JEAN PIERRE DIENG, PRESIDENT D’HONNEUR DE L’UNCS : «Cette sortie est un coup de massue entre l’Etat et SEN’EAU» «Je pense qu’aujourd’hui, s’il y a augmentation, SEN’EAU sera le premier à en bénéficier. Le directeur de l’ONAS ne peut pas parler de factures d’eau, sans avoir au préalable parlé avec le distributeur principal d’eau. C’est tout simplement le Cheval de Troie par lequel on veut passer pour ne pas qu’on s’attaque au distributeur d’eau parce qu’aujourd’hui, le DG de l’ONAS est un fonctionnaire de l’Etat. Ce qui fait qu’il est blindé et on aura beau crier, il n’y aura aucune incidence. Ils ont été formatés pour gérer le Sénégal ainsi. Mais nous qui sommes là, nous ne sommes pas bêtes, nous savons que ce n’est pas l’ONAS qui établit les factures. Et ce qu’il faut comprendre ici, c’est juste une stratégie pour aller vers une augmentation de l’eau, juste pour pouvoir payer les nombreux travaux et chantiers à terminer. Peut-être que le nouveau investisseur ne veut pas mettre de l’argent pour faire des travaux et des réparations et il s’est dit, encore une fois, voilà, je vais taper sur le portefeuille des consommateurs sénégalais. Et pour ça, il faut que j’envoie l’Etat et l’ONAS qui est une composante fragile», a-t-il indiqué
«LES SENEGALAIS VONT REMBOURSER JUSQU’AU DERNIER CENTIME LES FONDS INVESTIS DANS LES DIFFERNTS SECTEURS» «Cette partie des factures d’eau et d’électricité endossée par l’Etat va être remboursée par les Sénégalais jusqu’au dernière centime. Il fallait coûte que coûte respecter la promesse du chef de l’Etat ; elle a été faite. Maintenant, les conséquences seront là. L’après Covid19 sera là et le réveil sera plus dur que la pandémie. Et on commence à nous sonder déjà. Demain, ce sera au niveau de la santé, au niveau des frais de scolarité et ou de l’électricité etc. ; ils sont en train de tâter le terrain avec tous les problèmes qu’il y a dans l’eau et l’assainissement et dans les autres secteurs. C’est le peuple qui va rembourser. Rien n’est réglé, c’est le règne du verbe pour l’Etat, et, pour le peuple, c’est le règne de la soumission. Et les gens de l’opposition nous fatiguent avec leurs incartades ; ce n’est pas dans les medias qu’on va gérer les problèmes. Macky Sall a détruit le tissu du mouvement des consuméristes uniquement pour ça. On aurait dû nous dire la somme exacte investie dans les factures d’eau et d’électricité et nous informer aussi des ménages qui en ont bénéficié. La SEN’EAU n’a pas 1 million de clients».

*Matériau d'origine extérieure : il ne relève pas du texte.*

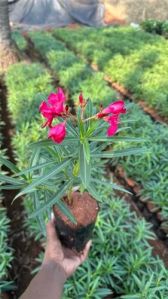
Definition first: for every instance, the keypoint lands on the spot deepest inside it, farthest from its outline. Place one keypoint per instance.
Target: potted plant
(64, 172)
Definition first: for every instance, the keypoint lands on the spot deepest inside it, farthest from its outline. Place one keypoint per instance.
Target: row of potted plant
(95, 284)
(129, 56)
(6, 255)
(119, 236)
(155, 26)
(153, 183)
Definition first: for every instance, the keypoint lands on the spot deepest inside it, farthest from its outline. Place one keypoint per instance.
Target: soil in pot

NDIAYA DIOP, DIRECTEUR DE LA COMMUNICATION DE SEN’EAU : «Le tarif de l’eau n’est pas du ressort de SEN’EAU» La société SEN’EAU qui assure l’exploitation et la gestion de l’hydraulique urbaine et périurbaine se refuse de commenter la sortie du DG de l’ONAS proposant une hausse du prix de l’eau… pour financer l’assainissement. Mieux, citée comme étant de connivence avec l’Etat pour faire passer une augmentation programmée de l’Eau, à travers cette sortie du DG de l’ONAS, SEN’EAU répond aux associations consuméristes que la fixation du prix de l’eau n’est pas dans ses prérogatives. «Nous ne pouvons pas commenter la proposition du DG de l’ONAS. Juste vous dire que le tarif de l’eau n’est pas du ressort de SEN’EAU», a précisé Ndiaya Diop, Directeur de la Communication de SEN’EAU, interpellé par nos soins.